Siniora has been calling for a cease-fire in the conflict, which began July 12 after Hezbollah guerillas captured two Israeli soldiers and killed three others in a cross-border raid. Since then, Israeli artillery and warplanes have been pounding Lebanon while Hezbollah has fired hundreds of rockets into northern Israel.
Rice’s visit follows trips to the region by European and U.N. diplomats who’ve joined Lebanon’s calls for a cease-fire. The United States has not called for an end to the fighting, arguing that leaving Hezbollah in place on Israel’s northern border would only make further conflict inevitable.
Rice said she has been consulting with U.N. and Israeli officials about elements of a cease-fire that would ensure Lebanon had control of its country.
“The really important thing here is that whatever we do has to contribute to Lebanon’s regaining sovereignty over all its territory,” Rice said.
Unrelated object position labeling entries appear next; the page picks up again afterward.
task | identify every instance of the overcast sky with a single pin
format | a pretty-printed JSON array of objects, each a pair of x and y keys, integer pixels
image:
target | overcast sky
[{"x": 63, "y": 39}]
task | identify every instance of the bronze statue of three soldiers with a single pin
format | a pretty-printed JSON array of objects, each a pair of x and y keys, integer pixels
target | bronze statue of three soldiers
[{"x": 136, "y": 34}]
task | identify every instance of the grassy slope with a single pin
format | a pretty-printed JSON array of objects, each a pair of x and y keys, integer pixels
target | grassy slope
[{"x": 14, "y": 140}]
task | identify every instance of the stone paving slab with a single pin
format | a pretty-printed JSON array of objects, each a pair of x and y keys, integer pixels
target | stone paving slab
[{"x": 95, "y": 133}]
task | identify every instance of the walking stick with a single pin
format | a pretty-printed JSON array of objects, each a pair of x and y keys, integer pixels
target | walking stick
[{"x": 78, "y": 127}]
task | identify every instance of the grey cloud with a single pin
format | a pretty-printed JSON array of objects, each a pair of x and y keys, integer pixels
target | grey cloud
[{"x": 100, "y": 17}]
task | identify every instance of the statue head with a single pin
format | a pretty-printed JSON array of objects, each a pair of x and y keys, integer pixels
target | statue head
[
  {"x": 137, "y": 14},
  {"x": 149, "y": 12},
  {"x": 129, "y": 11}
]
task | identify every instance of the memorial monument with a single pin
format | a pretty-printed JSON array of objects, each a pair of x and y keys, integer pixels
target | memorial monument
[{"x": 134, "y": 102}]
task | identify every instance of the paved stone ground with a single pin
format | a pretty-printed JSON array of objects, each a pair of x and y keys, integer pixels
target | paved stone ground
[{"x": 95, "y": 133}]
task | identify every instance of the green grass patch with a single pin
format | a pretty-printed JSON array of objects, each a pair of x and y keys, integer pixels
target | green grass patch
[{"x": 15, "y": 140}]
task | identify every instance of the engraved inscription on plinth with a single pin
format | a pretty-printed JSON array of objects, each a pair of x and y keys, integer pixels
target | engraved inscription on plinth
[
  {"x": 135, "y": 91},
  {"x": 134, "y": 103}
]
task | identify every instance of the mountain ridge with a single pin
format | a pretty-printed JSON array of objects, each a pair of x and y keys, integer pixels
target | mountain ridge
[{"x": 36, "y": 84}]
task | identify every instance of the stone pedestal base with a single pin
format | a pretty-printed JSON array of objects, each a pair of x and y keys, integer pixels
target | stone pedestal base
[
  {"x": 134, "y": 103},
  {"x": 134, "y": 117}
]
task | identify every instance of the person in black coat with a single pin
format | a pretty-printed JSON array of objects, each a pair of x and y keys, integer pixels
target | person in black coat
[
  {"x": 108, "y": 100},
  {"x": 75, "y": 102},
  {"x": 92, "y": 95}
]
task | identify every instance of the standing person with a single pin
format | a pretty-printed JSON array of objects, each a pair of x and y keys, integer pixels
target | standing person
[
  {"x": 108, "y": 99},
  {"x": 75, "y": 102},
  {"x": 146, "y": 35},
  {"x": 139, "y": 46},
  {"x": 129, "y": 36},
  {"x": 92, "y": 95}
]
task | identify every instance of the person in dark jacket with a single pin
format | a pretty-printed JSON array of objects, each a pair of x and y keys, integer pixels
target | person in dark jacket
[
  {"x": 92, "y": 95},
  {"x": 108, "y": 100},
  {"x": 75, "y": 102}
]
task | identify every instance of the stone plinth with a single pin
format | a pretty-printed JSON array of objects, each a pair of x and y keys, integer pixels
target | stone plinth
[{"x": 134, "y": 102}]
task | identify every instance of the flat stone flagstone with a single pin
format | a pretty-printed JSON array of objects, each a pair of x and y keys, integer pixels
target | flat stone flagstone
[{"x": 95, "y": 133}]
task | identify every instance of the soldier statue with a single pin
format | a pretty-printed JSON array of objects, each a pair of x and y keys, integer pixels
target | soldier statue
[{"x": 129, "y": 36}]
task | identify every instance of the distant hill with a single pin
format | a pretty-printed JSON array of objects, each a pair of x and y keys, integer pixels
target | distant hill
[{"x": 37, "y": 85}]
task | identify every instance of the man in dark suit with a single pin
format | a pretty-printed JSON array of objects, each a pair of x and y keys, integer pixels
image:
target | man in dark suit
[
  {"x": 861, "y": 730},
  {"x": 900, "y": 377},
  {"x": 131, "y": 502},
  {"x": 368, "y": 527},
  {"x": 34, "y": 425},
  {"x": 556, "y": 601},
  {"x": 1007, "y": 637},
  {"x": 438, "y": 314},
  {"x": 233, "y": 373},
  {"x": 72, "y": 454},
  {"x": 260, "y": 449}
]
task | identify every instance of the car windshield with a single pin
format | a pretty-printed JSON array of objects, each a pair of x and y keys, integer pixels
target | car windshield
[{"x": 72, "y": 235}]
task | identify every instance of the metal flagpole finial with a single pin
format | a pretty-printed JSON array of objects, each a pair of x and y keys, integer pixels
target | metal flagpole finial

“It’s just very important that we work urgently, but that we also work in a way that is going to push this forward, not backwards.”
Rice is scheduled to visit Israeli Prime Minister Ehud Olmert in Israel and Palestinian President Mahmoud Abbas in the West Bank. She will also attend an international conference in Rome, Italy, on crafting a peace agreement and shoring up Lebanon’s government.
Rice does not plan to meet with Hezbollah or with Syrian leaders.
Marking the level of diplomatic leverage being applied to this trip, U.S. Assistant Secretary for Near Eastern Affairs David Welch and deputy national security adviser Elliot Abrams are traveling with Rice and will stay in the region as the secretary of state continues to Rome and Kuala Lumpur, Malaysia, later in the week.
“We intend to treat the government of Lebanon with the respect that it deserves and also with the great desire … to see it able to extend its sovereignty over its territory,” Rice said.